There is a great deal of confusion out there as to what ‘Open’ means, especially in science. The definitions above seem particularly apposite ‘…relatively free of obstruction…’. Certainly undecided or unsettled seems appropriate in some cases. The claims of a journal to be ‘Open Access’ can set off a barrage of comment in the blogosphere. Whether this makes any difference to the journal is unclear but definitions are clearly important. If my aim here is talk about Open Science then it is sensible to be clear what I mean.

So the following stand as definitions until they need to be changed;

Open Access (of journals, data, or anything else really): Means freely available and accesible to use, re-use, re-distribute, re-mix subject only to a requirement to attribute the work. Essentially as described in the Berlin and Bethesda declarations. Well summarised by Chris Surridge on his blog at PLoS ONE.

Freely accesible: On the web, indexed by search engines, in a useable format, with no requirement to pay for access and no exclusion of any potential users (except perhaps for antisocial behaviour).

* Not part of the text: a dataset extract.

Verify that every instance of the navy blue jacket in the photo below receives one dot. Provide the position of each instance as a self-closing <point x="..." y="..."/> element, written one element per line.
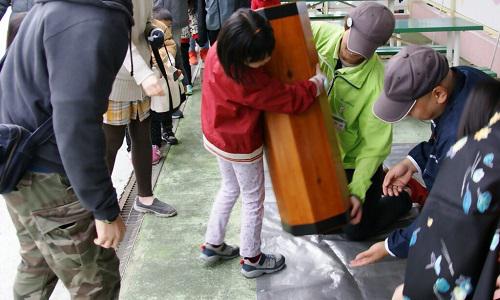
<point x="428" y="155"/>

Open Notebook Science: This is Jean-Claude Bradley‘s term which I think encompasses much of what I am interested in doing and has been pretty clearly defined (see here and here). To summarise this means that every experiment that is done and every piece of data that is collected is placed online in a freely accessible repository in a timely manner. I would add to this something which I don’t think is explicit in previous definitions but I think is implicit in the way his group works and make their data available. That is that there must be space for interaction, comments, and questions from the outside world.

Open Science is really too woolly a term to mean anything much but it encompasses the movement that is working towards more of the above throughout the science community. Its a good phrase, it captures the imagination, is evocative, and memorable. Its just too big to be pinned down. But its a big set of ideas, so let’s see where it leads us.